Ms Diskin said schools like St Fergal’s were seeing a 'tightening up in all areas, and at the end of the day the children are going to suffer'.

As well as this, measures taken in Budget 2011 have also led to the creation of a rural/urban divide with the abolition of rural co-ordinators for DEIS schools despite the presence of high levels of poverty and problems with education. Moreover, many of these co-ordinators would have doubled up and provided learning support in schools.

Ms Diskin also drew attention to the 500 posts that are to go in language support, starting with 125 in September 2011. This affects new arrivals to Ireland and will hit schools with high numbers of children from non-Irish backgrounds.

Speaking as Education Spokeswoman for the Worker’s Party, Ms Diskin said: 'There is clear research there to establish that there is a very strong link between how you perform in school, dropping out of the school system and a future life of poverty' – many of the people this happens to are from lower socioeconomic backgrounds, single parent families, people with disabilites and people from the Traveller community.

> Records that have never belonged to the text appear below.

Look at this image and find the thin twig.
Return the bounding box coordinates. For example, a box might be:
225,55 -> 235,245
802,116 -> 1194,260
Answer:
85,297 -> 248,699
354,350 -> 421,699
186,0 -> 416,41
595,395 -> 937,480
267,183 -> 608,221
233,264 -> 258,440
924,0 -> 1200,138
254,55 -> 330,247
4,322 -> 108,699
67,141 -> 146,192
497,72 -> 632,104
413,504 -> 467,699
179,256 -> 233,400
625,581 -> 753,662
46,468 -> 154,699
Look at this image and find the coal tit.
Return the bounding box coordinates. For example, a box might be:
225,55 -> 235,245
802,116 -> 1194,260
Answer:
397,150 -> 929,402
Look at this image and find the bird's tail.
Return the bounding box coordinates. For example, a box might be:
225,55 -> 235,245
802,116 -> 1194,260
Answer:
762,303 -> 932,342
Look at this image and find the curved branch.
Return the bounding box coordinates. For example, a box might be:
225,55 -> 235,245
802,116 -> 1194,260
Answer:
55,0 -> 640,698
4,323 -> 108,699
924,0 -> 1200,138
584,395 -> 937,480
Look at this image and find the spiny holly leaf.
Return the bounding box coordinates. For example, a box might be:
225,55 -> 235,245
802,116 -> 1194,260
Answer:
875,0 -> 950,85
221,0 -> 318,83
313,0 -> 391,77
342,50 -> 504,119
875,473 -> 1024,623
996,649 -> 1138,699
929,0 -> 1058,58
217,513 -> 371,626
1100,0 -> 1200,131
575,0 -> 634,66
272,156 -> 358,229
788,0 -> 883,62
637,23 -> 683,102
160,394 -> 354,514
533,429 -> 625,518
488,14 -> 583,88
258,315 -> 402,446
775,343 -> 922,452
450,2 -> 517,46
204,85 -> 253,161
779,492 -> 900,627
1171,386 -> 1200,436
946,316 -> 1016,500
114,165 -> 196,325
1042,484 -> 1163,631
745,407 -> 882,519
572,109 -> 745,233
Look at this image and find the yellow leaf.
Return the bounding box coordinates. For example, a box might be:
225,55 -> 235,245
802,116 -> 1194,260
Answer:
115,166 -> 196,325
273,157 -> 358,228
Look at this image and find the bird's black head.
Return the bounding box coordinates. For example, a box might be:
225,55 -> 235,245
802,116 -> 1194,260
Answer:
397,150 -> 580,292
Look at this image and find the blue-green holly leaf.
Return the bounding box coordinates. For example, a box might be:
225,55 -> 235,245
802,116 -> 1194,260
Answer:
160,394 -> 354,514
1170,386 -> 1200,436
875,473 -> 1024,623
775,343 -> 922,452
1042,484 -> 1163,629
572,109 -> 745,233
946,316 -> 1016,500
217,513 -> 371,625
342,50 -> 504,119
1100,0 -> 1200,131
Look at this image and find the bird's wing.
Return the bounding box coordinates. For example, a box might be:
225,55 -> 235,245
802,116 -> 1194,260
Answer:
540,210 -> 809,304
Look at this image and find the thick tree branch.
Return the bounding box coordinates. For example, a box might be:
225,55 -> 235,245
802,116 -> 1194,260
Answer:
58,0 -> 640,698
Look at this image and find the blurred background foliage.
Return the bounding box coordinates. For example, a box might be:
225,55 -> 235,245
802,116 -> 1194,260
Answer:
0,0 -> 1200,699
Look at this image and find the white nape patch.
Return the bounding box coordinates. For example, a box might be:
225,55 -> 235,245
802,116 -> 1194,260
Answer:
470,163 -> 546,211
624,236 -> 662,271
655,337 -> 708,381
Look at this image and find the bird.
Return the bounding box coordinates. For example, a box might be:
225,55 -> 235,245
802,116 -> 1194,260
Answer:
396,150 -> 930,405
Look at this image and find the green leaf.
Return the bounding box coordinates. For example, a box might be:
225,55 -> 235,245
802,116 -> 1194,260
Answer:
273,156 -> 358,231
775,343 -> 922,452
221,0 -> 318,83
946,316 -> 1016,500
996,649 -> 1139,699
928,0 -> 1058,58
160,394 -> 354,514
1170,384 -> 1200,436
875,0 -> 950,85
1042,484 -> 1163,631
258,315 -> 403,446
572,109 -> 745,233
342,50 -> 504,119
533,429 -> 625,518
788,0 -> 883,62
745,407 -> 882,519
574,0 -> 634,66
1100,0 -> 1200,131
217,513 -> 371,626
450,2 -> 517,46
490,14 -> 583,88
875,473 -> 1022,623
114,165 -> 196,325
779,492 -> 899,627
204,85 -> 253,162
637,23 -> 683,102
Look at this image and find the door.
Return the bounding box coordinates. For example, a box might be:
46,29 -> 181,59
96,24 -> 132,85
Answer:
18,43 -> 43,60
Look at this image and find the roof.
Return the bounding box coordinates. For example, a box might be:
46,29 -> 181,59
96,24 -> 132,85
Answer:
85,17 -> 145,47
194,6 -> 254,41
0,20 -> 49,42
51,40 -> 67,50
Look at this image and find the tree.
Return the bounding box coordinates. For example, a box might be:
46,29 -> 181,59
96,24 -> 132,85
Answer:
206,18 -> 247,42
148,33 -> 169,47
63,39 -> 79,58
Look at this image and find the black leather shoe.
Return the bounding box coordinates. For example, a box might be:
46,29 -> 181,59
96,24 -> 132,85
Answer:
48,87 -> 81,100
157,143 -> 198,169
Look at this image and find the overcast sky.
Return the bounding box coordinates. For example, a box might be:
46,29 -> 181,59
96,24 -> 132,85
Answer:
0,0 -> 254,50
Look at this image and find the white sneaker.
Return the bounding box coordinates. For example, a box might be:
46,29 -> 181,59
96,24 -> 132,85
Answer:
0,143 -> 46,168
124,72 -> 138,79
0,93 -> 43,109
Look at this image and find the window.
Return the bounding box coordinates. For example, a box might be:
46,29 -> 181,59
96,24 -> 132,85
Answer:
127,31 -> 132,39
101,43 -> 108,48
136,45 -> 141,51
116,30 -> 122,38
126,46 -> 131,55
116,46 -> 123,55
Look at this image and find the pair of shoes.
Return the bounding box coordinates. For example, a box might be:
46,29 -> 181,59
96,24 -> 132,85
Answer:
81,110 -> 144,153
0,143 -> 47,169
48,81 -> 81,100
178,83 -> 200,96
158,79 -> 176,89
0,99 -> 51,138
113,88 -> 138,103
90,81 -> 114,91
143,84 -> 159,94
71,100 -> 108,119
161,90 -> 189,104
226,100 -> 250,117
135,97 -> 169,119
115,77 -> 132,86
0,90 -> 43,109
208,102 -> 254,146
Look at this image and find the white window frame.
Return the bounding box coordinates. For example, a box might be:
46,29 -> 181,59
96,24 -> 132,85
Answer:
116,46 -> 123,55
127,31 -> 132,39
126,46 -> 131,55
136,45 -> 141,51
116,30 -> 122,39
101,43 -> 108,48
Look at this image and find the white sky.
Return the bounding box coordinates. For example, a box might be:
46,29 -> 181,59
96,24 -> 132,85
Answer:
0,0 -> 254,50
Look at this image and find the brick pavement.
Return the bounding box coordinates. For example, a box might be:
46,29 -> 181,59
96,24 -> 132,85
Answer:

With regard to special needs and children from non-Irish or Traveller backgrounds, the TUI has repeatedly demanded that State funding be withdrawn from schools which operate restrictive or exclusionary admissions policies. Educational apartheid is alive and well as the TUI says:

'A significant number of schools operate exclusionary practices that are designed to keep students with special educational needs, Traveller students, international students for whom English isn’t the mother tongue, students with emotional and behavioural difficulties and students with limited academic capacity or motivation outside the gate.'

(On a positive note however, this practice is now up for review following December’s ruling by the Equality Tribunal.)

As the TUI observes, the above practice is not limited to fee-paying schools, but in terms of catering for special needs children it has been reported that 'many of the county's top private schools are ‘close to the bottom of the table’ when it comes to provision for students with learning difficulties'.

Like St Fergal’s, the most expensive fee-paying school in the State (St Gerard’s) is also located in Bray. In 2010 it received €1.8 million in support from the taxpayer. Ms Diskin said maybe one or two pupils from St Fergal’s had progressed to this institution in the last ten years.

A system through which teachers in private schools are subsidised by working people across the country who cannot afford to send their own children to such institutions is yet another example of the deep inequality which characterises Irish society. (For further evidence, see the two-tier health system and the minor matter of making the Irish taxpayer responsible for the gambling debts of private institutions.)

But public schools needn’t worry. As we’ve seen with Tesco ‘For Schools and Clubs’, the business sector is all too ready to exploit the government’s failure to adequately fund the Irish education system. Under-funded and under-resourced schools can encourage students to shop ‘til they drop and for a meagre €282,300* you can get an educational computer worth €850 for your school. Bargain!

*28,230 vouchers: One voucher for every €10 spent in Tesco stores, petrol filling stations and Tesco.ie online grocery shop in a single transaction (Tesco for Schools and Clubs 2010 Catalogue).